Someone locked you out of your BIOS, never ferr.

M

mm

Flightless Bird
I think a virus put a BIOS password in my friend's HP Mini 1000
netbook. I know I didn't do it, and I know it had malware. I've read
online several other stories from those who never set a password and
are still stuck with one.

I read about one repair shop that wanted 325 dollars to unlock the
BIOS.

Another website wanted $50,

But Dogbert has programs to do it for free!

For HP, Dell, Fujitsu, Samsung, Compaq, and all that use Phoenix
bioses.

Check it out.

http://dogber1.blogspot.com/2009/05/table-of-reverse-engineered-bios.html

Let's hear it for Dogbert! [enormous applause]

I don't know if he says it, but the hash number to convert shows up
after you enter the wrong password three times in a row.

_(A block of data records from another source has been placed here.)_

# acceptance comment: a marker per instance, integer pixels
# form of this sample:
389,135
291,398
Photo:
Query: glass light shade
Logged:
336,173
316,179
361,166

(add more newsgroups, had to split into 2 or more posts)
microsoft.public.windowsxp.general,alt.comp.os.windows-xp,comp.sys.hp.misc,comp.sys.hp.hardware,
comp.sys.laptops,alt.comp.virus,alt.comp.anti-virus

And he gives his source code too. Actually everything is in the 3
lines after the comments. Here they are for an HP netbook, for
example, but you have to look at the page too:

def decode(code):
table = {'1': '3', '0': '1', '3': 'F', '2': '7', '5': 'Q',
'4': 'V', '7': 'X', '6': 'G', '9': 'O', '8': 'U', 'a': 'C', 'c': 'E',
'b': 'P', 'e': 'M', 'd': 'T', 'g': 'H', 'f': '8', 'i': 'Y', 'h': 'Z',
'k': 'S', 'j': 'W', 'm': '4', 'l': 'K', 'o': 'J', 'n': '9', 'q': '5',
'p': '2', 's': 'N', 'r': 'B', 'u': 'L', 't': 'A', 'w': 'D', 'v': '6',
'y': 'I', 'x': '4', 'z': '0'}

That is:
'1': '3',
'0': '1',
'3': 'F',
'2': '7',
'5': 'Q',
'4': 'V',
'7': 'X',
'6': 'G',
'9': 'O',
'8': 'U',
'a': 'C',
'c': 'E',
'b': 'P',
'e': 'M',
'd': 'T',
'g': 'H',
'f': '8',
'i': 'Y',
'h': 'Z',
'k': 'S',
'j': 'W',
'm': '4',
'l': 'K',
'o': 'J',
'n': '9',
'q': '5',
'p': '2',
's': 'N',
'r': 'B',
'u': 'L',
't': 'A',
'w': 'D',
'v': '6',
'y': 'I',
'x': '4',
'z': '0'

Which for some reason is 18 pairs of numbers or letters and what
character they should be converted to, each pair in reverse order from
the normal order of numbers or letters. As in a, c, b, d, f, e.... Do
you know why he did it that way? Anyhow, logically, if not
programically, it is the same as what follows so you don't even need
the program to do a mere 10 characters. Don't forget, this one is
just HP netbooks.

0: 1,
1: 3,
2: 7,
3: F,
4: V,
5: Q,
6: G,
7: X,
8: U,
9: O,
a: C,
b: P,
c: E,
d: T,
e: M,
f: 8,
g: H,
h: Z,
i: Y,
j: W,
k: S,
l: K,
m: 4,
n: 9,
o: J,
p: 2,
q: 5,
r: B,
s: N,
t: A,
u: L,
v: 6,
w: D,
x: 4,
y: I,
z: 0

Come to think of it, if the encoding is just simple replacement of one
character with another, it would be easy in most cases to figure out
the code. Just get a simlar computer, set a password for the BIOS
using no character more than once, refuse to put the right password in
until you get the hash code at the end, and record the mapping. Do it
again with different passwords until you get all 36 characters. But
Dogbert has done this for you for many many computers. Let's hear it
for Dogbert! [thunderous applause]


Yes, I'm sure the malware did it, maybe to keep a user from changing
the boot order so that booting from the USB came first. Fortunately,
I had changed it already (although the virus seems to have changed it
back.) and also fortunately this HP unit has a separate, afaik
non-password-protectable screen that allows a one-shot change in boot
order.
 
D

David H. Lipman

Flightless Bird
From: "mm" <NOPSAMmm2005@bigfoot.com>

| I think a virus put a BIOS password in my friend's HP Mini 1000
| netbook. I know I didn't do it, and I know it had malware. I've read
| online several other stories from those who never set a password and
| are still stuck with one.

< snip >

You've been making quite a few posts but it is time for you to realize that all viruses
are malware but not all malware are viruses. There are but a handful of true viruses and
dozens of worms but the vast majority are classified as some form of trojan.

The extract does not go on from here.